Chapter53

210 9 0
                                    

Rasanya memang sedikit kesal. Niat awal aku ingin memberi kejutan kepada Ardan tentang kehamilanku, tapi karena kekhawatirannya melihatku yang terus merasa mual akhirnya aku memberitahu Ardan dengan terpaksa. Dia memang sangat tidak sabaran.

Hari itu ketika Ardan sedang berada di kantor tiba-tiba aku merasa pusing dan mual. Tadinya aku hanya berfikir bahwa gejala mual yang kualami hanya karena masuk angin saja. Tapi aku ingat bahwa aku telat datang bulan.

Dengan ragu aku langsung pergi ke apotek dan membeli alat tes kehamilan. Awalnya aku ragu, aku juga merasa sangat gugup. Bukan takut karena aku akan memiliki seorang anak, aku justru takut jika hasilnya ternyata negatif.

Semua rasa gugup dan takutku terbayarkan saat aku mellihat dua garis berwarna merah pada alat itu. Aku senang bukan main, aku tidak akan bosan lagi karena akan memiliki seorang anak, aku sangat bahagia karenanya. Aku berniat memberi kejutan kepada Ardan, tapi rasa mual itu pagi itu memang sangat membuat Ardan khawatir.

Suara dering dari ponselku membuat atensiku teralihkan, ku ambil ponsel tersebut dari dalam tas yang kusimpan di samping tempatku duduk. Hari ini Ardan mengajakku jalan-jalan ke taman, menghirup udara segar katanya agar aku tidak bosan karena terus di rumah.

Sebenarnya bukan karena berada di rumah aku merasa bosan, karena tidak ada Ardan disampingku aku menjadi bosan. Pasalnya selama satu minggu ini dia mengambil cuti dan menemani di rumah, aku tidak merasa bosan karena ada Ardan.

"Halo?"

"Halo Ana?"

"Iya, Kak Aya?"

"Gimana kabar kamu? Masih mual kayak kemarin?"

"Sekarang udah mendingan Kak, lagian Ardan juga ada sama aku. Jadi, Kak Aya gak usah khawatir. Kamarin juga aku abis dari dokter kandungan, udah di resepin obat juga."

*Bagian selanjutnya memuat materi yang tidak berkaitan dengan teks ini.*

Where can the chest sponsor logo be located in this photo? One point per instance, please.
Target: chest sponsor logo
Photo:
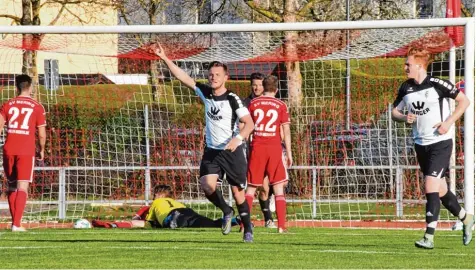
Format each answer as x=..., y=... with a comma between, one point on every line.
x=213, y=114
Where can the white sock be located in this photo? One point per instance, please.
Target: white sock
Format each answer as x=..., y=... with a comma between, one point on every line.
x=462, y=214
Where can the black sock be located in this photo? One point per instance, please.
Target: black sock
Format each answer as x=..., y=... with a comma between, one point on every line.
x=265, y=209
x=244, y=212
x=217, y=199
x=432, y=212
x=450, y=202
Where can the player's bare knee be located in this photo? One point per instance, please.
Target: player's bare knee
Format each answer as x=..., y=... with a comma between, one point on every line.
x=206, y=185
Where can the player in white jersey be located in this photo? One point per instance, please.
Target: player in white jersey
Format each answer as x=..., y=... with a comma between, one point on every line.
x=224, y=151
x=426, y=99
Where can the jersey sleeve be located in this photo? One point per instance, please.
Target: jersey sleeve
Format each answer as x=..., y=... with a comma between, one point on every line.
x=285, y=118
x=40, y=116
x=445, y=88
x=142, y=213
x=399, y=103
x=237, y=106
x=202, y=90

"Syukur kalo gitu, Kakak khawatir soalnya Kakak tau gimana rasanya. Pas hamil Evan dulu juga gitu. Oh iya, minggu depan Kakak mau ke Jakarta, mau ke rumah Mas Adi."

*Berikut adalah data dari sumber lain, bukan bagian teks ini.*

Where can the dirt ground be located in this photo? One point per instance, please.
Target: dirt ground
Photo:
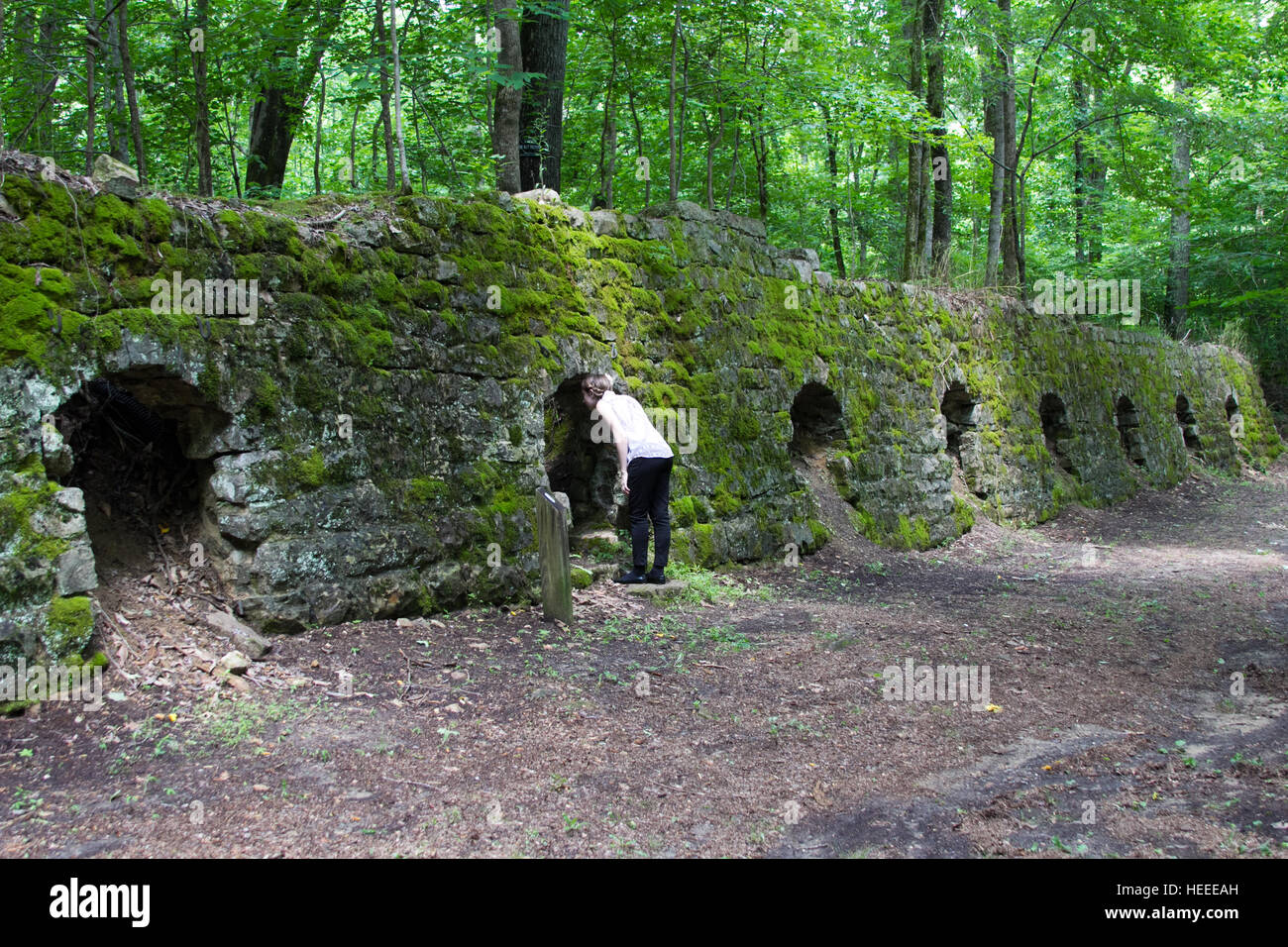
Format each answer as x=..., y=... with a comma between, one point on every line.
x=1136, y=699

"Kebetulan kalo gitu, Kak. Ardan bilang temennya ada yang mau nikah minggu depan. Kita juga kayaknya mau ke sana sebelum hari H."

"Bagus kalo gitu, kita bisa ketemu disana. Nanti Kak Aya bilang sama Mami, soalnya kemarin katanya ada yang mau dititipin."

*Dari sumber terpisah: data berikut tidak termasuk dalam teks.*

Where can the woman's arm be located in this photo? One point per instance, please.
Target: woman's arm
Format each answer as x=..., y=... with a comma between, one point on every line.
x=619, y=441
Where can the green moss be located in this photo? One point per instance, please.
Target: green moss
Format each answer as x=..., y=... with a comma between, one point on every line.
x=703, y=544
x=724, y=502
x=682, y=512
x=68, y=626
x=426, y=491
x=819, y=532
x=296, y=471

"Okey, Kak Aya. Oh iya, Evan mana?"

"Evan lagi keluar sama Mas Adi. Kak Aya tutup teleponnya ya lagi masak soalnya. Kamu baik-baik disana."

"Iya, Kak."

Aku menghela napas panjang. Mendengar suara Kak Aya membuatku rindu dengan Surabaya. Aku rindu Mami, Papi dan keponakanku, Evan.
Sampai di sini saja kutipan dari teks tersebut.